Our Multi-Head forward method is largely the same, with a few changes to account for the multiple heads.

Our input sequence is projected through the linear Wqkv layer as before. Then we need to reshape and transpose the output to batch size, number of heads, 
$Q_h$ $K_h$ $V_h$ sequence length, and the head size, which in most Transformers is the embedding shape divided by the number of heads.

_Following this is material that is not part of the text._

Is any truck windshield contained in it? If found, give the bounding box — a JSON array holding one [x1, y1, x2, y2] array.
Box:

Then we unbind our reshaped and transposed output to the separate queries, keys, & values, each of shape B, NH, S, HS.
```python
# batch size (B), sequence length (S), input dimension (C)
B, S, C = x.shape

# split into queries, keys, & values of shape
# batch size (B), num_heads (NH), sequence length (S), head size (HS)
x = self.Wqkv(x).reshape(B, S, 3, self.nh, C//self.nh)
q, k, v = x.transpose(3, 1).unbind(dim=2)
```

The Attention mechanism is exactly the same as the Single Head code, but the difference in tensor shape means we are calculating the Softmax individually per each head

```python
# calculate dot product of queries and keys
# (B, NH, S, S) = (B, NH, S, HS) @ (B, NH, HS, S)
attn = q @ k.transpose(-2, -1)

# scale by square root of head dimension
attn = attn / math.sqrt(k.size(-1))

# apply softmax to get attention weights
attn = attn.softmax(dim=-1)
```

Our remaining steps are to matrix multiply the Attention outputs with $V_h$ , then concatenate the per-head Attention into one output of our input shape.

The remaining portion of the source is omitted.